Featuring dedicated singers from both BW’s esteemed Dance Theatre department (who could emote and act out the songs), and vocalists from the equally-esteemed Opera program (who could match The Beatles’ amazing vocal calisthenics effortlessly), this arrangement allowed for full chorus and “gang” vocals when needed, as at the end of “Hello, Goodbye,” and “Hey Jude.” It took everything that vocalists O’Toole, Penca, and Hyzy along with Mickey Ryan and Nick Pankuch could muster, but they managed to approximate almost perfectly what The Beatles laid down on four-track tape.
I Am The Walrus
So many individuals contributed just the right parts, but a few are worthy of additional praise. Percussionist Scott Shaughnessy used maracas, chimes, tambourine, even bottles, sometimes two instruments at once, matching the original eccentric grooves.
Even with all this going for it, the BW BeatlesFest concert of Magical Mystery Tour wouldn’t have risen above some of the finest Beatles tributes without the Ringo-like groove laid down by drummer Sarah Brooks, who spent the past year memorizing her parts. Most fully arranged and scored renditions of Beatles music are accompanied by drummers who may look like Ringo and shake their bangs like Ringo, but hardly any are capable of capturing his ephemeral groove, the unconventional tom fills, the way-behind-the-beat “feel” that makes Beatles records so unique. Brooks achieved that and singlehandedly lifted the BW BeatlesFest into the top tier.
Hey Jude, Part 1
BW Conservatory Director Susan Van Vorst deserves credit for embracing the event and offering full support, including access to the large Patrick Theatre, which was full to capacity with students waiting hours for free tix. Van Vorst even joined in on piano for the encore, “Hey Jude.”
Hey Jude, Part 2
And next year? Just as BW’s Bach Fest rotates the master’s four major works every four years (the B-Minor Mass, the St. John Passion, the St. Matthew Passion and the Christmas Oratorio), the BW Beatles Festival will do the same. So tension mounted as fans pondered on the fourth Beatles album, which was announced at the conclusion of the Mystery Tour. For 2014, with a number of key students graduating, the next generation will take on The Beatles’ only double album, known as The White Album.

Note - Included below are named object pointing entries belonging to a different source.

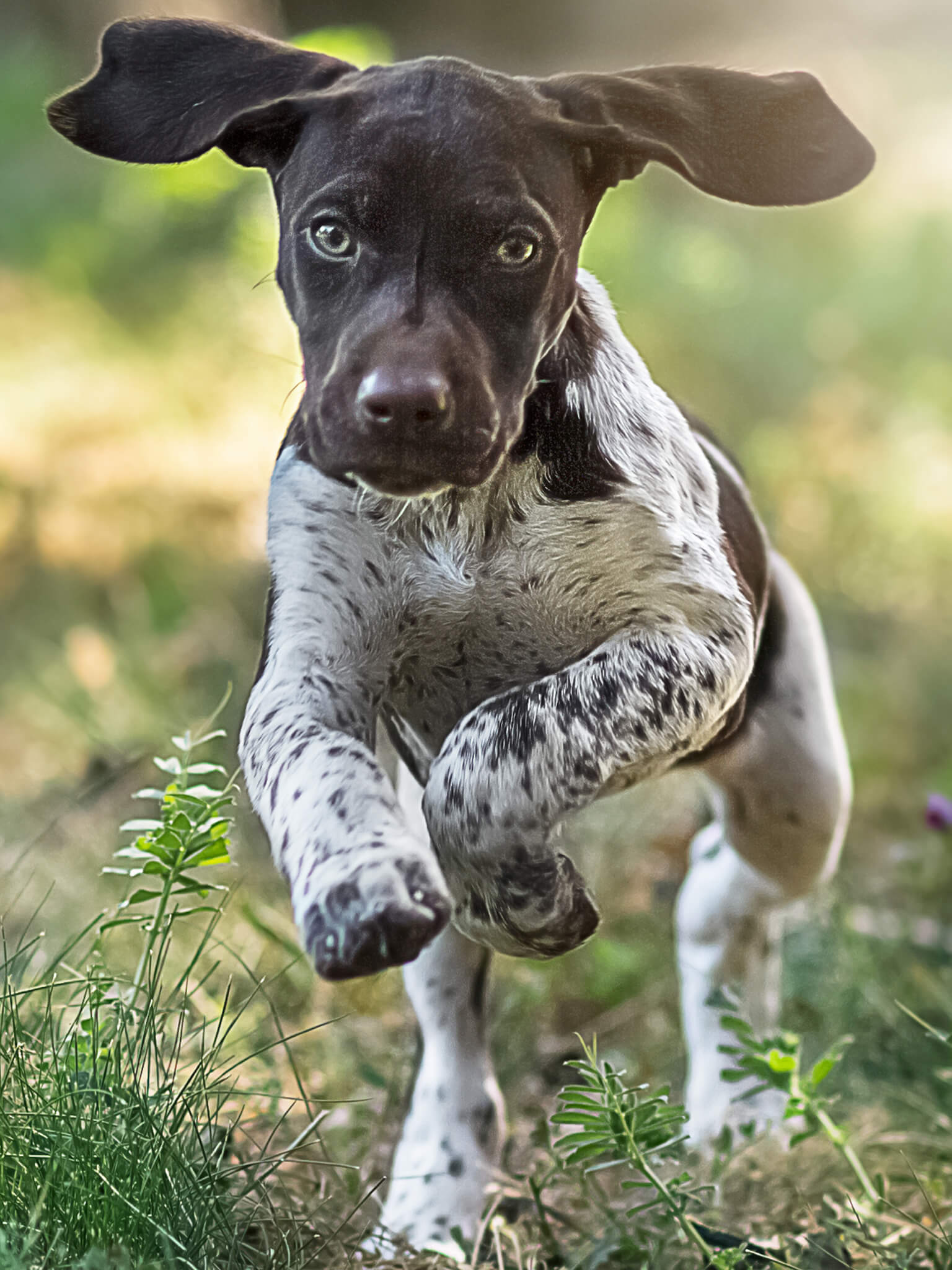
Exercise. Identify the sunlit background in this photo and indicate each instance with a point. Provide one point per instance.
(148, 371)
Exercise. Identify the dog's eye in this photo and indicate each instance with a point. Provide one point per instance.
(333, 239)
(517, 249)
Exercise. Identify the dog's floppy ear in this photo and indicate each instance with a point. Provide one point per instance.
(767, 140)
(169, 89)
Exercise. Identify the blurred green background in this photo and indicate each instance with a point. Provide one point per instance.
(148, 371)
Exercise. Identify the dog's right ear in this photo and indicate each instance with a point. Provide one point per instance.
(169, 89)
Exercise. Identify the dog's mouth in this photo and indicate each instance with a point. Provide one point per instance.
(413, 470)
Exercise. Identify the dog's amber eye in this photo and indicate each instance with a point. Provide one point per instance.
(333, 239)
(516, 249)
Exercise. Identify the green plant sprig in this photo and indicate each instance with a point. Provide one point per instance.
(776, 1064)
(191, 832)
(639, 1129)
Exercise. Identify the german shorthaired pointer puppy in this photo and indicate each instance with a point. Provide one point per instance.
(491, 531)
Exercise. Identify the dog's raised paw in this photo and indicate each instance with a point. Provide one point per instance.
(382, 913)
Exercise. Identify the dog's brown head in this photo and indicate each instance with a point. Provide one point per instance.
(432, 213)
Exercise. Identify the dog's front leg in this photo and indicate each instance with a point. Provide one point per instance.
(517, 763)
(366, 889)
(366, 892)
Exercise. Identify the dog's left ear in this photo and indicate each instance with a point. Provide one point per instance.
(767, 140)
(169, 89)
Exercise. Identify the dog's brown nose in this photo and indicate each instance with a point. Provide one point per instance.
(395, 398)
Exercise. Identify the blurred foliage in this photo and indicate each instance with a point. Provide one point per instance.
(148, 371)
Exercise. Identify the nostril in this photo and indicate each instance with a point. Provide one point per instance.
(380, 412)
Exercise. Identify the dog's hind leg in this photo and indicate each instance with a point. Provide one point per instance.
(782, 793)
(452, 1137)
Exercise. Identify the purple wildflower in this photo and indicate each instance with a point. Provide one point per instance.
(938, 812)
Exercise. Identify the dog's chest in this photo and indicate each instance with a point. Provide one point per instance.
(480, 619)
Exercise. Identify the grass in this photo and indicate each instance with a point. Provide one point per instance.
(123, 1100)
(145, 1119)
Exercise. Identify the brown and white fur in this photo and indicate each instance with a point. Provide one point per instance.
(491, 533)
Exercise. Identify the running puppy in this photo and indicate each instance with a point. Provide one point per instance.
(493, 533)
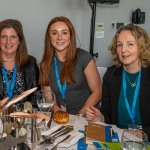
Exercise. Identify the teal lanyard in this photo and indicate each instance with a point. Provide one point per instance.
(62, 88)
(10, 87)
(132, 112)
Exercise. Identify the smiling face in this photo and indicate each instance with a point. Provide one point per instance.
(127, 50)
(59, 36)
(9, 42)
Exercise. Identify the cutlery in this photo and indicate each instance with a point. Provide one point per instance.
(18, 98)
(50, 121)
(55, 147)
(59, 129)
(60, 132)
(52, 139)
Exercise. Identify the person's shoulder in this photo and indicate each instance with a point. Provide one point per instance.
(83, 53)
(114, 70)
(31, 58)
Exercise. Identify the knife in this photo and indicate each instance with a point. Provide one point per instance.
(55, 147)
(50, 121)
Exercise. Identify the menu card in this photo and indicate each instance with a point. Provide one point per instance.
(97, 132)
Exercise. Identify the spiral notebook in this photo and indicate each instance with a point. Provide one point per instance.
(97, 132)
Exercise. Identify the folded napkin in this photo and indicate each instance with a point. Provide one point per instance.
(75, 136)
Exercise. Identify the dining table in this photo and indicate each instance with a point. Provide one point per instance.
(79, 124)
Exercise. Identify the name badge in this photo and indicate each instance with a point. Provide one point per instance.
(63, 106)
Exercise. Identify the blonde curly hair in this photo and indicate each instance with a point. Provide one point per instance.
(143, 42)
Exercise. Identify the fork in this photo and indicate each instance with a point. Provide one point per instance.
(52, 139)
(55, 147)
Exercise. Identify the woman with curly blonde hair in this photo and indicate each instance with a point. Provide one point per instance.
(126, 85)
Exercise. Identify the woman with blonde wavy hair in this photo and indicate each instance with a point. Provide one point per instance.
(69, 71)
(126, 85)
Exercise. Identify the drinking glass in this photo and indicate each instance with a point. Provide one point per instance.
(45, 101)
(134, 139)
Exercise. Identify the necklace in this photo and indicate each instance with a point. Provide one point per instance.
(134, 83)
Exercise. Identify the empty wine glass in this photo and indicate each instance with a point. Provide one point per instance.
(134, 139)
(45, 101)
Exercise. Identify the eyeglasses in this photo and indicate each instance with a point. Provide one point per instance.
(11, 39)
(128, 45)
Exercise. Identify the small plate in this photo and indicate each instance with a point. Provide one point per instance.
(72, 119)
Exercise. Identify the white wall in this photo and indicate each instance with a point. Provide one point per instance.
(36, 14)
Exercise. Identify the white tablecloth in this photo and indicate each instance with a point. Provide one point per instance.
(79, 124)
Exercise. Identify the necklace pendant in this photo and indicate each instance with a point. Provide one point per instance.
(133, 85)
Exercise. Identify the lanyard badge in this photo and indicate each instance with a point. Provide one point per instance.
(62, 88)
(131, 112)
(10, 87)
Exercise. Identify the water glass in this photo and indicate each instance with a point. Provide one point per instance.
(134, 139)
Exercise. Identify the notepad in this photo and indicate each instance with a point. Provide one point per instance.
(97, 132)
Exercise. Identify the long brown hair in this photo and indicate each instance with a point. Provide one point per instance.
(22, 54)
(49, 50)
(142, 39)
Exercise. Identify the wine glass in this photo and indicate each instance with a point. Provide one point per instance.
(45, 101)
(134, 139)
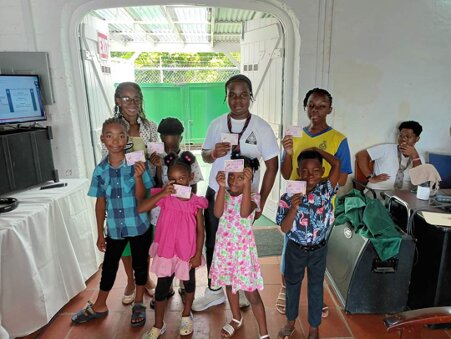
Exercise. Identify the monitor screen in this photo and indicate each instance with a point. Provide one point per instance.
(20, 99)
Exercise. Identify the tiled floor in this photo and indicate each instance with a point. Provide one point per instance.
(208, 324)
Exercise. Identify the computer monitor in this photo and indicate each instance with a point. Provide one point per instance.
(20, 99)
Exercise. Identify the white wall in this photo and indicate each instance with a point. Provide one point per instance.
(383, 61)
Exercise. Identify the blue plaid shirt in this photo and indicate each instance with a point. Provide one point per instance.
(117, 185)
(314, 216)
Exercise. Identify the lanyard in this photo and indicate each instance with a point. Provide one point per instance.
(236, 148)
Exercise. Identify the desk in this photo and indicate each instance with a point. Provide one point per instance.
(47, 252)
(431, 273)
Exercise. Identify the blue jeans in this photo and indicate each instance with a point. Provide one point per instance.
(296, 260)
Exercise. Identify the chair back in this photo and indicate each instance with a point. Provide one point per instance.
(442, 162)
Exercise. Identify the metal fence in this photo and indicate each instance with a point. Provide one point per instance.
(180, 75)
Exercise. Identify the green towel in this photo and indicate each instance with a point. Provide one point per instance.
(371, 220)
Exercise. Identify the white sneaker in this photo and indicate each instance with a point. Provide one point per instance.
(243, 300)
(210, 298)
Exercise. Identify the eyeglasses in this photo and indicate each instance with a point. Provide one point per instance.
(406, 136)
(128, 100)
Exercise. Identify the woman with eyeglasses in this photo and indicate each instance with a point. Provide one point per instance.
(129, 106)
(128, 100)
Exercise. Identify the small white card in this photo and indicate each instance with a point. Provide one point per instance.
(157, 147)
(182, 191)
(133, 157)
(234, 165)
(296, 186)
(231, 138)
(295, 131)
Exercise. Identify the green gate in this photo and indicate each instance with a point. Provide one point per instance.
(195, 105)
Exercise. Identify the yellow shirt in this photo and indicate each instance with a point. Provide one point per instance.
(329, 140)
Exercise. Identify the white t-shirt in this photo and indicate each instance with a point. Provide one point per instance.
(386, 160)
(258, 141)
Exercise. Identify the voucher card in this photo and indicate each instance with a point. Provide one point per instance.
(182, 191)
(295, 131)
(133, 157)
(234, 165)
(157, 147)
(296, 186)
(231, 138)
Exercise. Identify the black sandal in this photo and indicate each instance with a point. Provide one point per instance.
(138, 312)
(152, 301)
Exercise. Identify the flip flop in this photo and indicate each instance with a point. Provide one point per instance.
(138, 312)
(87, 314)
(155, 332)
(285, 332)
(281, 301)
(230, 330)
(152, 301)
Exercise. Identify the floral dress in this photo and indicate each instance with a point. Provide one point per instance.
(235, 260)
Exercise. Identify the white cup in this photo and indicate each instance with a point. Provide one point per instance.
(423, 192)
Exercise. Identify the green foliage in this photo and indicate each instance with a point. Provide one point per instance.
(122, 55)
(165, 59)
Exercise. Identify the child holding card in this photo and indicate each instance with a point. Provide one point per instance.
(235, 260)
(305, 218)
(317, 105)
(179, 237)
(113, 184)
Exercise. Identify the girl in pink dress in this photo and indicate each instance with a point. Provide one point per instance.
(235, 260)
(179, 237)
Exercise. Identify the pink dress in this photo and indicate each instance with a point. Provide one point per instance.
(235, 259)
(175, 235)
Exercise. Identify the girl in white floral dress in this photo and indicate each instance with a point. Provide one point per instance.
(235, 261)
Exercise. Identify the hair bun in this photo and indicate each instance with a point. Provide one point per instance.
(188, 157)
(168, 159)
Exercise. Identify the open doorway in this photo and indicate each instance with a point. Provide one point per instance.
(251, 42)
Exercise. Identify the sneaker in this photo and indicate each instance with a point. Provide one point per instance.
(243, 300)
(211, 298)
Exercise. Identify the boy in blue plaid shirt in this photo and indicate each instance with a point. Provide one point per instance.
(113, 184)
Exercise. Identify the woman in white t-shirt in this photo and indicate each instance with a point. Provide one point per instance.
(256, 139)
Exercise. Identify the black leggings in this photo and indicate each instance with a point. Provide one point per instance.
(211, 227)
(114, 247)
(164, 285)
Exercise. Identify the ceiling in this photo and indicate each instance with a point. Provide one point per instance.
(158, 26)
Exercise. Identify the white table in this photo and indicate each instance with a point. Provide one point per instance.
(47, 252)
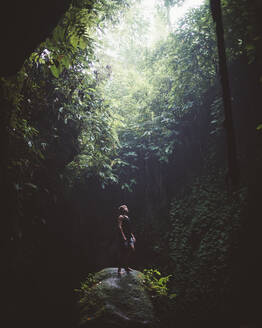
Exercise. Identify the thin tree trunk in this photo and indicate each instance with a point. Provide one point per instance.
(233, 173)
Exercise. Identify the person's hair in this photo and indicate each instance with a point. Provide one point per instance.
(122, 209)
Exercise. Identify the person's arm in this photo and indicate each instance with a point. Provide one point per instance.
(120, 218)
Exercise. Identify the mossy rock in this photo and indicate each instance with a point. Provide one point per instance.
(116, 301)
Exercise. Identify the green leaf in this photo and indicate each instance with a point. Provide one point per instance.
(54, 71)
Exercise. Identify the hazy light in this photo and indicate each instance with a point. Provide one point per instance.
(179, 11)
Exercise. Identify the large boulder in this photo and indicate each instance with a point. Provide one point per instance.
(114, 300)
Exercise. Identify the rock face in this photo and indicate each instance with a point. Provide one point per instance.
(117, 301)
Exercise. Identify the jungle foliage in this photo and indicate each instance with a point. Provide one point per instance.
(110, 109)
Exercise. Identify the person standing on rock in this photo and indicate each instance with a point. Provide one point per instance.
(126, 239)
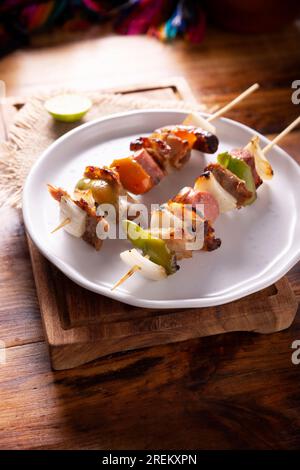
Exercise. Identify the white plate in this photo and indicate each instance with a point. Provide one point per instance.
(260, 243)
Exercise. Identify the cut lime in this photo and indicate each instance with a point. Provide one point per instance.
(68, 107)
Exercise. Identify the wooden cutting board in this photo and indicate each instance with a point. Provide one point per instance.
(81, 326)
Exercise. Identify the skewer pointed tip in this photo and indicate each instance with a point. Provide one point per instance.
(62, 224)
(126, 276)
(280, 136)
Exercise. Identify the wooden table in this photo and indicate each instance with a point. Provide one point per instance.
(227, 391)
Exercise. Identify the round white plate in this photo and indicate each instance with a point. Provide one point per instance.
(260, 243)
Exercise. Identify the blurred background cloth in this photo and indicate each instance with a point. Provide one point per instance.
(22, 21)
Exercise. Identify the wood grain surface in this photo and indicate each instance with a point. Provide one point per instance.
(81, 326)
(227, 391)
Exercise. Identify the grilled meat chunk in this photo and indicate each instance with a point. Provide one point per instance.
(230, 182)
(149, 165)
(198, 139)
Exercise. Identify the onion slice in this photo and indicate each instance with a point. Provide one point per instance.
(196, 120)
(147, 268)
(77, 216)
(208, 183)
(262, 165)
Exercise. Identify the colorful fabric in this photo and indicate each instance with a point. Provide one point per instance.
(164, 19)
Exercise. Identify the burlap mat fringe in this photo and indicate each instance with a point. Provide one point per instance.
(34, 130)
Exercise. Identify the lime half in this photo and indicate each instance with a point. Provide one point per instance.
(68, 107)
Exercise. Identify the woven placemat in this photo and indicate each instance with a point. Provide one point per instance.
(34, 130)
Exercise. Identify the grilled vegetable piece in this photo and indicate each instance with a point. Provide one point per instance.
(138, 173)
(242, 170)
(194, 197)
(245, 155)
(155, 146)
(143, 158)
(231, 183)
(83, 218)
(102, 183)
(198, 139)
(77, 217)
(207, 182)
(155, 248)
(262, 165)
(146, 267)
(194, 119)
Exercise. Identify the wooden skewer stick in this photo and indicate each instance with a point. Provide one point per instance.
(62, 224)
(126, 276)
(281, 135)
(211, 118)
(232, 103)
(217, 114)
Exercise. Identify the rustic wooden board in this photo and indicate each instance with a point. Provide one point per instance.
(81, 326)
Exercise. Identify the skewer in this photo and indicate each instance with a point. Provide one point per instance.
(218, 113)
(62, 224)
(232, 103)
(126, 276)
(281, 135)
(264, 151)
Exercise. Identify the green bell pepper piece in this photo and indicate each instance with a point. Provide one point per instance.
(242, 170)
(155, 248)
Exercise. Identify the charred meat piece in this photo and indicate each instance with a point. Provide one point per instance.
(167, 150)
(180, 151)
(198, 139)
(156, 147)
(210, 241)
(231, 183)
(149, 165)
(245, 155)
(194, 197)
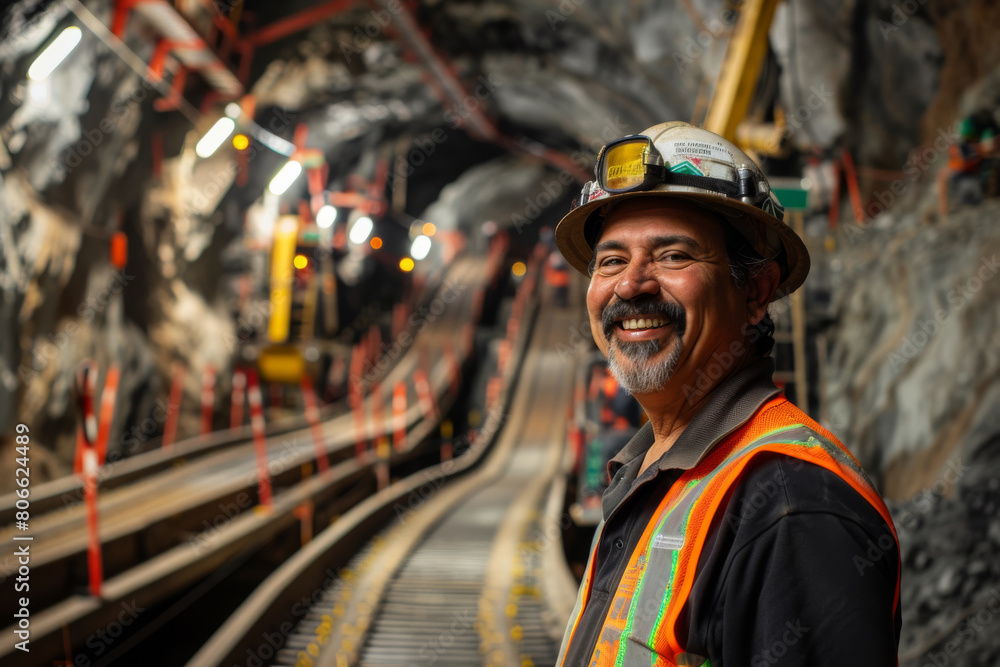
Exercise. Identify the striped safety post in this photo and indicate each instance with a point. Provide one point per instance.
(304, 513)
(358, 408)
(174, 406)
(259, 439)
(86, 385)
(468, 338)
(374, 344)
(378, 436)
(493, 387)
(447, 433)
(207, 398)
(477, 302)
(454, 369)
(424, 394)
(356, 398)
(335, 379)
(503, 356)
(239, 396)
(312, 416)
(108, 398)
(399, 416)
(398, 319)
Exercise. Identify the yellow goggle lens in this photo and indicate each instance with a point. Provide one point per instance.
(623, 165)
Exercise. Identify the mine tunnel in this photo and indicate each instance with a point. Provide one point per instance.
(467, 332)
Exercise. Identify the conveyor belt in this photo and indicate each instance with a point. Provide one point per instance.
(456, 580)
(152, 527)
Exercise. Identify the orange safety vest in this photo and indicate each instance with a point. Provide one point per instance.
(667, 554)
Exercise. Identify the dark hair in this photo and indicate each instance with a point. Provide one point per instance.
(746, 263)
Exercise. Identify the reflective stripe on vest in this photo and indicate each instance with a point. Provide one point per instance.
(671, 544)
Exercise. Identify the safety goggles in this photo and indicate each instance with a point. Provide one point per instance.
(633, 164)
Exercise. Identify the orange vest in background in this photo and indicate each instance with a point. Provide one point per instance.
(667, 555)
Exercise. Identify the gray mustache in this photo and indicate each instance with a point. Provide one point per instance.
(621, 310)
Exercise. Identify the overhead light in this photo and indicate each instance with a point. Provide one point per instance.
(55, 53)
(285, 177)
(326, 216)
(420, 247)
(214, 137)
(362, 228)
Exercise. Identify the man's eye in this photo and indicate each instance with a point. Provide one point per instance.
(610, 265)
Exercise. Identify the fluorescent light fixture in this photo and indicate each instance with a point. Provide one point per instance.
(214, 137)
(362, 228)
(55, 53)
(420, 247)
(284, 178)
(326, 216)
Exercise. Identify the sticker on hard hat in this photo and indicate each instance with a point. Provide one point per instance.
(699, 149)
(596, 193)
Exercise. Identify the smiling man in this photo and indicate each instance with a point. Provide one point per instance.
(736, 531)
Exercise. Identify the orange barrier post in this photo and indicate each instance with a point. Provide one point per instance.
(259, 440)
(358, 408)
(304, 514)
(379, 438)
(454, 369)
(207, 398)
(493, 388)
(468, 338)
(424, 393)
(312, 416)
(503, 356)
(398, 319)
(477, 302)
(174, 407)
(277, 396)
(239, 395)
(852, 187)
(108, 397)
(374, 344)
(399, 416)
(335, 379)
(86, 381)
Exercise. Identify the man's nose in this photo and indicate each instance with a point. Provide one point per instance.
(636, 279)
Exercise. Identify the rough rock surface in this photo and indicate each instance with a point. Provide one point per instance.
(914, 362)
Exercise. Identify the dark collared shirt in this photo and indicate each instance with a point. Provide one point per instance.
(799, 569)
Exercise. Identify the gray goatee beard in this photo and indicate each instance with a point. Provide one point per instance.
(635, 373)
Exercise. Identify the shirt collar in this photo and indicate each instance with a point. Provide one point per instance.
(729, 406)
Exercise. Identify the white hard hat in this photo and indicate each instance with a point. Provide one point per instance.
(680, 161)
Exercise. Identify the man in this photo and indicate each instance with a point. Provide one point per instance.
(737, 531)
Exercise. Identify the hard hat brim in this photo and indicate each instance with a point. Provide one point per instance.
(572, 243)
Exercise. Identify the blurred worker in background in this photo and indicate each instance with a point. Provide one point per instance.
(736, 530)
(557, 278)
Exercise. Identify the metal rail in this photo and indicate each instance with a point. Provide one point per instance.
(161, 548)
(456, 579)
(68, 490)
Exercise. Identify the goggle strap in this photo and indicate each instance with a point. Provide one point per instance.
(719, 185)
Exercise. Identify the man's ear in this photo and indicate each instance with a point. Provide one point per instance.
(760, 289)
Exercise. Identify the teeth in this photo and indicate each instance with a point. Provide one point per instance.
(642, 323)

While My Guitar Gently Weeps
You’d think they’d need more time to tackle the 30 songs make up what many believe to be The Beatles’ crowning achievement, requiring 25 guest musicians and a production team of five recording for the first time on eight tracks, to capture the imagination of the world’s greatest band. And in fact, they’ve already begun. As a preview, the ensemble performed George Harrison’s “While My Guitar Gently Weeps,” to a screaming audience.
It may not be too soon to start waiting in line now.